General Foundation News

Detroit Debt Forgiveness Agreement Announcement.jpg
Pictured left to right: Henry Ford College President Russell A. Kavalhuna, Oakland University President Ora Hirsch Pescovitz, Wayne State University President M. Roy Wilson, Detroit Regional Chamber President and CEO Sandy K. Baruah, and Brandy Johnson, advisor, Postsecondary Education and Workforce Development, Executive Policy Office for Michigan Governor Gretchen Whitmer. 

The Detroit Regional Chamber, in partnership with three Detroit-area higher education institutions – Henry Ford College, Oakland University and Wayne State University – announced a new debt forgiveness program for students who previously incurred debt at the institutions but did not earn a degree or certificate. The new program aims to help the 693,000 adults in the Detroit area who have earned some college credits continue and eventually complete their studies.

“One of the most effective ways to increase our region’s education attainment level is to remove barriers to those adults who already have some college credits to be able to complete their degree or certificate program, “said Sandy Baruah, president and CEO of the Detroit Regional Chamber.

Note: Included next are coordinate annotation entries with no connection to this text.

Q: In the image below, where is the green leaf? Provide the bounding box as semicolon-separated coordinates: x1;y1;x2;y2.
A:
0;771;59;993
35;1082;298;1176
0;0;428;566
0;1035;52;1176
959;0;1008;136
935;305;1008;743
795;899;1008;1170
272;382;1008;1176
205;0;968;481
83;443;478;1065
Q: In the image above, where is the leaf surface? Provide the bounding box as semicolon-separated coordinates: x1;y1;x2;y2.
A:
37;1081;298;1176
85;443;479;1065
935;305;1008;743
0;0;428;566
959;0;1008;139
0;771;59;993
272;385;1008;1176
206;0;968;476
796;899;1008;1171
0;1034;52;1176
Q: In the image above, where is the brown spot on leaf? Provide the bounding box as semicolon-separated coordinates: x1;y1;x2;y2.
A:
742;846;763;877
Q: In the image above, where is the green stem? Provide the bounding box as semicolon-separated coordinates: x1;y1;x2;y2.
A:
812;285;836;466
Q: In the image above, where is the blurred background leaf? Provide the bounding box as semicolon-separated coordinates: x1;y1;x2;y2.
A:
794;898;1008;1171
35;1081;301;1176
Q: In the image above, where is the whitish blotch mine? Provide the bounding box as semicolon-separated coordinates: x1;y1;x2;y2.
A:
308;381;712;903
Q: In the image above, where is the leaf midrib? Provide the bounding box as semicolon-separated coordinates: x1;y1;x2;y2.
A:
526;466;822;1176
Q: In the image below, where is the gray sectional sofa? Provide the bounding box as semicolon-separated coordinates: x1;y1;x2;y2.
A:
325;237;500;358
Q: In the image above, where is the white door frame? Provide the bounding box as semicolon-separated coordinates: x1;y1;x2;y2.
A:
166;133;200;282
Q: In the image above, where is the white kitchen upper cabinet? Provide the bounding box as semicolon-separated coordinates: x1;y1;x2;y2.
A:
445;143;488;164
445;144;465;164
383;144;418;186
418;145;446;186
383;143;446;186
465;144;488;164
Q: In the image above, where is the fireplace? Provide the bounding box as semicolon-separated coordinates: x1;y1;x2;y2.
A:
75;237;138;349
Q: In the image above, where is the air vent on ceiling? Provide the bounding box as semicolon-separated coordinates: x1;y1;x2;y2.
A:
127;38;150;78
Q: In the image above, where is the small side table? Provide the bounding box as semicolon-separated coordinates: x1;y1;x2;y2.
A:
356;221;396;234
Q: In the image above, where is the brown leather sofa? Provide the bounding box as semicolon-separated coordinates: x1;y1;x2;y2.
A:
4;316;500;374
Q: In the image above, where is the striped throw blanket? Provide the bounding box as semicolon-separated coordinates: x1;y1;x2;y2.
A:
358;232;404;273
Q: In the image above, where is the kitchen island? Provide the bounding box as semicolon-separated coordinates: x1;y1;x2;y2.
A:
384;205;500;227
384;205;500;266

Last year, The Kresge Foundation, in partnership with Lumina Foundation, designated Detroit as a ‘Talent Hub,’ alongside 23 other cities nationwide. Cities earned the ‘Talent Hub’ designation by creating environments that attract, retain and cultivate talent, particularly among students of color, students who are the first in their families to go to college, or students from low-income households.

This new debt forgiveness program fits into the Chamber’s Detroit Drives Degrees initiative designed to improve the talent pipeline in the Detroit region and promote greater economic mobility and inclusive prosperity. The initiative’s strategic plan aims to increase postsecondary attainment to 60% by 2030.

“Improving postsecondary attainment rates can have a transformative effect in our region and throughout our state,” said Caroline Altman Smith, deputy director of Kresge’s education program. “This debt forgiveness program will remove one of the most significant hurdles to completion and make it clear to adults in the Detroit region that there is a pathway for them to head back to college to finish what they started.”

Three tenets of Detroit’s debt-forgiveness partnership:

  • There is no limit to how many former students can participate in each institution’s debt-forgiveness plan;
  • The debt forgiveness plan provides up to $1,500 of debt-forgiveness per student attending a four-year university or forgives half of the total debt owed by students attending a community college.
  • Participating institutions agree to release academic transcripts of indebted former students who wish to attend another institution that is part of the debt forgiveness compact and who agree to enroll in a payment plan.

The Detroit Talent Hub is a collaboration between the Chamber and several Detroit-area colleges to reengage students who earned college credits but left before earning a degree. Kresge’s support for Talent Hubs comes from its national Education Program, which includes a focus on aligning and strengthening urban higher education ecosystems to help more students from low-income households, under-represented students and students of color gain access to and succeed in higher education.